Hacker News new | ask | show | jobs
by caw 3807 days ago
I've worked two different on-call systems. The first was an enterprise company with a very defined process. 1 hour of pay for every 10 on-call (even if you're salaried, they figure out your hourly pay for this). Must be able to respond and/or get into the office in 1 hour, otherwise they call your manager to get someone working on the issue. Our 24/7 support would triage all issues before escalating on the on-call engineer--they were able to resolve most issues. Rotation period was roughly 1 week in 3 or 4 on a volunteer basis. We did have a group of software engineers who had an on-call rotation for the internal applications that powered the business. If I needed additional support for the application I could tell our 24/7 support folks to page/call them and they would hop online, which was needed on rare occasion when I couldn't fix an application error or a bug slipped the manual and automated QAs.

My current on-call system is considerably different as a startup. Most weeks there will be no pager alerts, some weeks will be particularly bad because something fell out of stability due to some other changes. There is a primary and secondary on-call. Each level has 20 minutes to respond and get online before it escalates (no office requirement since we're cloud based). The rotation goes through devops and all the software engineers, so you're on call for 2 weeks in 8-10 with no extra pay. I wouldn't recommend this method of scheduling because it's mandatory for all and some people don't take the duties seriously because nothing bad will happen if you let your pager slip to the next line, other than irking your coworker. There's no incentive to learn how to do the repairs or do them. I've seen a lot of "Oh my phone was off, I didn't realize I was on-call" that never happened at my previous job with the volunteers for extra pay. Having the secondary is nice because it is a guaranteed person you can escalate to for help on a complex issue, and they are available if you need to be indisposed for a short period of time.

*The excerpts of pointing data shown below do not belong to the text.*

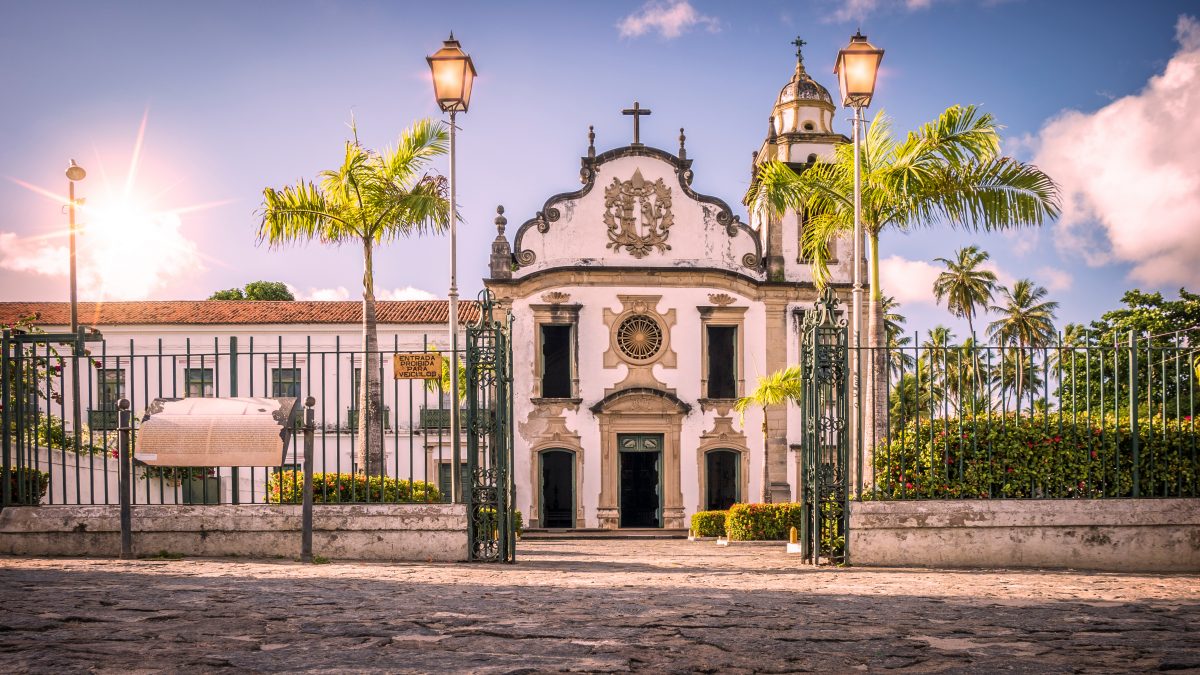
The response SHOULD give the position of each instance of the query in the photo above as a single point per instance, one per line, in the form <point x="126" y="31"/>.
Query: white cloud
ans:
<point x="406" y="293"/>
<point x="1129" y="173"/>
<point x="670" y="19"/>
<point x="909" y="281"/>
<point x="1054" y="279"/>
<point x="126" y="258"/>
<point x="858" y="10"/>
<point x="343" y="293"/>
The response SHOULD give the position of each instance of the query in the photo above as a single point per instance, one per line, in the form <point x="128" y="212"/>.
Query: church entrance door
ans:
<point x="721" y="471"/>
<point x="641" y="479"/>
<point x="557" y="489"/>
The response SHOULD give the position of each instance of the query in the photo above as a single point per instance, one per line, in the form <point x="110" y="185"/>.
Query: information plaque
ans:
<point x="213" y="431"/>
<point x="417" y="365"/>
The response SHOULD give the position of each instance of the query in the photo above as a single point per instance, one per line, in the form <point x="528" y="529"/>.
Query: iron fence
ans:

About your specific questions: Your on-call duties are to communicate, fix what's broken, coordinate any additional escalations that need to happen, and most likely host the postmortem. Nothing more. Update your status page, send out an alert internally that X is broken, etc. When it's fixed and normal service has resumed, communicate that as well. You're the point of contact for anyone with questions about the issue, not anyone you had to bring online for a fix because if they're interrupted they're not fixing.

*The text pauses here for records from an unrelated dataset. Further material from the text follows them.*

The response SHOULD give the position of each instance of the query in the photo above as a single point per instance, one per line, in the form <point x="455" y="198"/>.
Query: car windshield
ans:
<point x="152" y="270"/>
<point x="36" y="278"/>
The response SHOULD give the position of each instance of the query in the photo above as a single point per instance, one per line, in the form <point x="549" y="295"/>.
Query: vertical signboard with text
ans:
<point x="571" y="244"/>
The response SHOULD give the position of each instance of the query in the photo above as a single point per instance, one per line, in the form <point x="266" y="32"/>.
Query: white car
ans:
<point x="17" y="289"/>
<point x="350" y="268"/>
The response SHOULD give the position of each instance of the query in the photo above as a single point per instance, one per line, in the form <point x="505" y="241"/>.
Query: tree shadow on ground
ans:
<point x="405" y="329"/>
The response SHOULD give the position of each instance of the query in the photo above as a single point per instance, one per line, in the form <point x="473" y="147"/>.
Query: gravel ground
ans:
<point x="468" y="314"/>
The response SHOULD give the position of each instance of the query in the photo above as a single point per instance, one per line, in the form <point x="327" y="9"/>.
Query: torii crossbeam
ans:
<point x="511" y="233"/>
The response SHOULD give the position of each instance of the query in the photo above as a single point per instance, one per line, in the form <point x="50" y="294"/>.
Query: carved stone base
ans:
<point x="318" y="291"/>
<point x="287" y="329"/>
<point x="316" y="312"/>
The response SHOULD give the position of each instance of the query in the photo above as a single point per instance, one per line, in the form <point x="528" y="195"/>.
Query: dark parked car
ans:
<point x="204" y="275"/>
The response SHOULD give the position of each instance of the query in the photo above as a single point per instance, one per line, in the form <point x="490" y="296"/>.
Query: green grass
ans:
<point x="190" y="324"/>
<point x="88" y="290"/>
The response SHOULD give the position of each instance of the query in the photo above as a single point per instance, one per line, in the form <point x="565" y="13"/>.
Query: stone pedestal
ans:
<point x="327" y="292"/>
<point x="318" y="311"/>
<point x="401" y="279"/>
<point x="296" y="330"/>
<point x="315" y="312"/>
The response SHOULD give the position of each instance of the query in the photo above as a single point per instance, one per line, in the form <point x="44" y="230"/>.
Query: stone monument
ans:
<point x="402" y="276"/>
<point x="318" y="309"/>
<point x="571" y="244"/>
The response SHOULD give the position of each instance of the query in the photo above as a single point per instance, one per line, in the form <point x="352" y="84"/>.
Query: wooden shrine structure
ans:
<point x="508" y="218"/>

Don't start non on-call work. Fix to the extent that you know how and will make it stable until business hours. Not everyone has coded every system and knows the "permanent fix" for every issue. Your priority is based on what is broken and the business criticality of it. If multiple systems have failed, you fix the most critical ones first, which are normally the customer facing ones. There should be no "existing on-call tickets" because on-call bandaids and makes a high priority issue in the normal work queue.

If on-call can't complete the work in a reasonable amount of time, it may make sense to raise other people who can help. If it's going to take you 4 hours to get the $CRITICAL_FUNCTIONALITY back online, but getting Joe to help you will only make it take 1, then by all means try to get Joe if he's available. Again, based on your rotation he may not intend to be available, may not have his phone on, and may not want to take the call.

If you're dependent on 3rd parties, your application needs to take that into account. If you wake up because the external API is down and your functionality is down because of it, all you're going to be doing is losing sleep waiting for it to come back up to send out the all-clear. This changes somewhat if your external API comes with a SLA and a telephone number -- by all means call and start their triage chain.

A good thing to have is a sync up meeting with the on-call folks so you can establish patterns in the alerts that may not be evident by any one person.